Smith Henderson’s “Number Stations” is remarkable.  At the very least, it will be the best ostrich story you read today.

Go here to read an interview with Smith about “Number Stations” and find out who he thinks “sings like an angel, looks like a sasquatch.”

Thanks and Thoughts from an Intern

This week I packed up my lunchbox, stamped my last envelope, scanned my last check, and bid the Old American Can Factory goodbye. My internship with One Story as an editorial assistant is ending, and I’m sorry to see it go. I’m off home for the summer, where I’ll be trying to do a bit of my own writing, now that I’ve been thoroughly impressed by the stories that come across my table and end up, tightened and polished, in One Story’s pages.

It’s been a great semester, getting the chance to see a story’s conception from draft to print. Take our most recent issue, #135, “Corporate Park” by Grant Munroe. It was especially exciting to hear that this story came to our editor Pei-Ling straight through the slush pile. After some back-and-forth, with new sections being written to strengthen the piece, “Corporate Park” was ready to go. I’ve interned at a few different literary magazines, but never with the others did I feel so strongly that a young writer could send a story with promise and get the personal attention needed to make it great.

Or take another story that is upcoming in our pages, “Number Stations” by Smith Henderson that involves ostriches, radio signals, and other slightly strange details. The moment Marie-Helene Bertino brought this one to an editorial meeting, she was excited about it. This was one of those rare stories that needed a little tweak here and there, but had come to us virtually perfect. As an intern, of course, I got to see the original submission, the margin notes of the editors, the underlining of particularly gorgeous phrases. Readers, you have something to look forward to with One Story’s next issue, and I got to see it early.

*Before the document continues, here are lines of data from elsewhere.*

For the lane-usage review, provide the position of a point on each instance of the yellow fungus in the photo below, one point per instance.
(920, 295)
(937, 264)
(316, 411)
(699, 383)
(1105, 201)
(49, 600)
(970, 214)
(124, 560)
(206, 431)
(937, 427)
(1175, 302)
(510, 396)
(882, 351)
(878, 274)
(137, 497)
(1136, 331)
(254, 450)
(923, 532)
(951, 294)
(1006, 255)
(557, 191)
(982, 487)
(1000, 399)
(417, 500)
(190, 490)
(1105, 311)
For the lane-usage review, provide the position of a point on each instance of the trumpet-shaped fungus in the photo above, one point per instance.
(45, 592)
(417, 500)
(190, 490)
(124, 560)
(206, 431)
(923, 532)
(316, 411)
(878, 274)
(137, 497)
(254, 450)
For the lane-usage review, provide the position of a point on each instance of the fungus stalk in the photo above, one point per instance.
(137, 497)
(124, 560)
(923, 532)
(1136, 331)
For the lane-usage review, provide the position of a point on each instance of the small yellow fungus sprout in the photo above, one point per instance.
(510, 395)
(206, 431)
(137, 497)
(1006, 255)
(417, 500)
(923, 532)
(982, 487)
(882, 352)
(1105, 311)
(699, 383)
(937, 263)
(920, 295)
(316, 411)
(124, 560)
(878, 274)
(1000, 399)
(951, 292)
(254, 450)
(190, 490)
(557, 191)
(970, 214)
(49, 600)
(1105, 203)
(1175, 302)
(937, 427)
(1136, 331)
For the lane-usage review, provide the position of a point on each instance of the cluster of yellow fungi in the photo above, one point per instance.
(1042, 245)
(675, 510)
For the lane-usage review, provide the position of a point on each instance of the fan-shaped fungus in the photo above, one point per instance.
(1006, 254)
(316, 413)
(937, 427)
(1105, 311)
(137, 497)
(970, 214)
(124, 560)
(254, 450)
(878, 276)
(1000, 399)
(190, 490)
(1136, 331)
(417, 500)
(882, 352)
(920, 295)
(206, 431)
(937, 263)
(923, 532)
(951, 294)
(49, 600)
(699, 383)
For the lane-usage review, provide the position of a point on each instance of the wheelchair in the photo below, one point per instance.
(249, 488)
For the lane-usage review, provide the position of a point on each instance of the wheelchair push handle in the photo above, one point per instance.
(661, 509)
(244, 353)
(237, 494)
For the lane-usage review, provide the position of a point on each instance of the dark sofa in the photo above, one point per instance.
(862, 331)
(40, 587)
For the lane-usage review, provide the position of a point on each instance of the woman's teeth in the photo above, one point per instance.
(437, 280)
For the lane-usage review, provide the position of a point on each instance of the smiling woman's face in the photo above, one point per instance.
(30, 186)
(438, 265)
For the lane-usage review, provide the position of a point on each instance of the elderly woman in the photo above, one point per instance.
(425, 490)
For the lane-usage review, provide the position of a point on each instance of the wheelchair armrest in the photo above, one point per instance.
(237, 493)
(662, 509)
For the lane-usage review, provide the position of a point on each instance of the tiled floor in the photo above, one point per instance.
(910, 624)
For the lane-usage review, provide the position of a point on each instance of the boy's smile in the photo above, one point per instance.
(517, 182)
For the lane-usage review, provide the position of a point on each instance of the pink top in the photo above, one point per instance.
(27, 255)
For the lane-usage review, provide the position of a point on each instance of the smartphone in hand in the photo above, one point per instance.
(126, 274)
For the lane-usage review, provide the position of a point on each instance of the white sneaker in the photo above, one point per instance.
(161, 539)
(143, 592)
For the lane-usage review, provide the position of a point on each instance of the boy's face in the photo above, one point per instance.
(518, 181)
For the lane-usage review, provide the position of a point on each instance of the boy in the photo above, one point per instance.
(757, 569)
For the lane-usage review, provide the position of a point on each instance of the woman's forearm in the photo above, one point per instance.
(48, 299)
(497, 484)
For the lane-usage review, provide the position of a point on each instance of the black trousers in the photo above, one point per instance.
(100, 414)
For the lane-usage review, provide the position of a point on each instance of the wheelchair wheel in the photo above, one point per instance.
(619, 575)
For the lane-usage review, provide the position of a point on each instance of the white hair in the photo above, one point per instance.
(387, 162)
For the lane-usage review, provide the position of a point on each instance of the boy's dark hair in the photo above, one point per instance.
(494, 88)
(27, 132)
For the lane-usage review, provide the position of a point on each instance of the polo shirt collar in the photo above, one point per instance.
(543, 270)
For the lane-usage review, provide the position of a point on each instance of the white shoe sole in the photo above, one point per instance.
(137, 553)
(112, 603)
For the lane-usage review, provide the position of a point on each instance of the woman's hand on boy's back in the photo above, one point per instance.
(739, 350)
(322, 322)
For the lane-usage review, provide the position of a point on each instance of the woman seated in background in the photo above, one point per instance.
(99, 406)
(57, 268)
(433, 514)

Then there were the things I got a chance to learn this semester that I didn’t expect to. I learned a lot about party-planning, from how many empanadas three hundred people will eat to planning raffles, art auctions and dramatic performances; I even tried my hand at bartending for a while during One Story’s Debutante Ball. I became a whizz at entering subscription information into the computer, so One Story, I thank you for your training in any future jobs in data entry that I take. Most of all, though, I enjoyed the weekly editorial meetings with all of One Story’s staff, talking stories, readings, and what One Story authors are accomplishing now. It’s exciting to hear about all these young talents breaking into the business, and I can’t help thinking that with a few more publications under my belt, I might get there as well.

So thank you, One Story editors, for giving me some terrific experience in the lit mag biz. And what color will the next issue be?